Brothers in arms

Two orphaned brothers, separated after the deaths of both their parents, were reunited after more than a decade in the trenches of the Gallipoli battlefield. The story of such a fortuitous reunion recently crossed our curators’ desks.

Barney and Jacob (Jack) Grimish were sons of Jewish parents, Samuel and Emily Jane Grimish. After the deaths of Samuel and Emily Jane in 1901 and 1902, Jack remained in Brisbane, later becoming a barman and then enlisting in the 9th Battalion of the Australian Infantry Force in 1914 at the age of 25. At the age of 8, in 1902, Barney was taken into care at the Government-run Diamantina Orphanage in Brisbane with his two sisters. In 1915, he worked as a farmhand in Yanco, New South Wales, before enlisting in the 1st Battalion of the Australian military.

Mounted military portrait of Corporal Barney Bernard Grimish

Mounted military portrait of Corporal Barney Grimish. The photograph depicts Corporal Grimish in the Australian Imperial Forces uniform with slouch hat.
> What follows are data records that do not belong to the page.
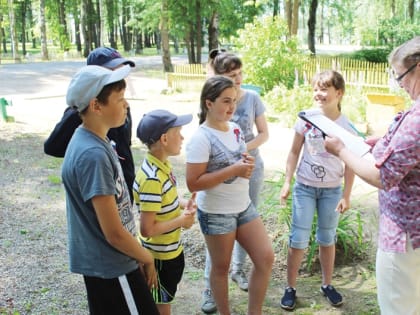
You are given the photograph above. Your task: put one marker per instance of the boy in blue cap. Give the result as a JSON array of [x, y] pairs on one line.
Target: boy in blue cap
[[161, 218]]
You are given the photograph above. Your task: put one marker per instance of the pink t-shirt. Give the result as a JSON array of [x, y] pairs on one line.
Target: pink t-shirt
[[397, 156]]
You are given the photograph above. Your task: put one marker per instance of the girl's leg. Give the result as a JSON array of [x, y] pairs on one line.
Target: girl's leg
[[220, 249], [254, 239], [326, 230], [255, 185]]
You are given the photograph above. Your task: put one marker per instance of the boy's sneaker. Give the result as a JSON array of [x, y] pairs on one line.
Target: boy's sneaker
[[332, 295], [240, 278], [208, 305], [288, 301]]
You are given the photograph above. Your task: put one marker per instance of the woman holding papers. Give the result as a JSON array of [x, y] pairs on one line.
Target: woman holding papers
[[395, 170], [318, 187]]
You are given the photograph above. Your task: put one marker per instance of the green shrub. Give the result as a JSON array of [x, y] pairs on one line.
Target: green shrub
[[350, 238], [270, 57]]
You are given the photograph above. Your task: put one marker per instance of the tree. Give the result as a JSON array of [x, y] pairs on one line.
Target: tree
[[166, 54], [43, 28], [312, 26], [13, 33]]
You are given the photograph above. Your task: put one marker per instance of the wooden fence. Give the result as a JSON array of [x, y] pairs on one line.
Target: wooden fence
[[355, 72]]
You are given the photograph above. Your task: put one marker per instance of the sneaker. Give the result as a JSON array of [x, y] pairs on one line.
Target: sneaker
[[208, 305], [332, 295], [288, 301], [241, 280]]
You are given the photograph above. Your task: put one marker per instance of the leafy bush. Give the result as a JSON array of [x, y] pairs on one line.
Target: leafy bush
[[270, 57], [284, 104], [350, 238]]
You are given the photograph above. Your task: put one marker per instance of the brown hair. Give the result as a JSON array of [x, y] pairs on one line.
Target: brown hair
[[223, 62], [213, 87], [329, 78]]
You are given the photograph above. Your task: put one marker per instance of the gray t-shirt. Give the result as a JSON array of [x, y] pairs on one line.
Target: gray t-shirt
[[247, 110], [91, 168]]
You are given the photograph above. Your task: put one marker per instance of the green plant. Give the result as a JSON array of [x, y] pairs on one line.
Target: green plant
[[270, 57], [350, 240]]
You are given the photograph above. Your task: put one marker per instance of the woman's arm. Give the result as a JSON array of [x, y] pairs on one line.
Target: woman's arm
[[363, 168]]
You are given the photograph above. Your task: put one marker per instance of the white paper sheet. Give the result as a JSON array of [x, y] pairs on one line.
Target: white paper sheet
[[354, 143]]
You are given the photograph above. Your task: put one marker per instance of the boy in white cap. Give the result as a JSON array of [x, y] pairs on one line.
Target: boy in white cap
[[56, 143], [161, 218], [101, 227]]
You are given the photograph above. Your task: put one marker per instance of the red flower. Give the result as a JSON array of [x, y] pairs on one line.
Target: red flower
[[237, 132]]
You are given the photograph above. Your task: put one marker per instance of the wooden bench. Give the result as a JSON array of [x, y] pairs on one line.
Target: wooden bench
[[187, 76]]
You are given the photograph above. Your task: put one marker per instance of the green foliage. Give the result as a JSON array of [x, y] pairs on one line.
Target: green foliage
[[350, 238], [269, 57], [286, 103]]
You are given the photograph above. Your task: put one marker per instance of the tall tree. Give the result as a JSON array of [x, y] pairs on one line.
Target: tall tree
[[13, 32], [43, 28], [166, 53], [312, 26]]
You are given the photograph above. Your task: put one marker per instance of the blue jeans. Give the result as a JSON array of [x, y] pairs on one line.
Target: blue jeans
[[307, 200]]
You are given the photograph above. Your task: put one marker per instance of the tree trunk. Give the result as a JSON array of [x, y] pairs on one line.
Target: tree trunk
[[295, 17], [43, 27], [411, 10], [214, 31], [312, 26], [288, 15], [13, 33], [199, 38], [276, 8], [166, 52], [84, 19], [24, 6]]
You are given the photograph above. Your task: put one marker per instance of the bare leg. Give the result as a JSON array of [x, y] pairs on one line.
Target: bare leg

SJM Collection.

Since their separation in 1902, neither Barney nor Jack were aware of the other’s whereabouts, let alone their shared military pursuits.

Following their surprising reunion, Jack wrote to his uncle, Baron, “I have met Barney after fifteen years! I think this is a record for brothers to meet after such a length of time on the battlefield.”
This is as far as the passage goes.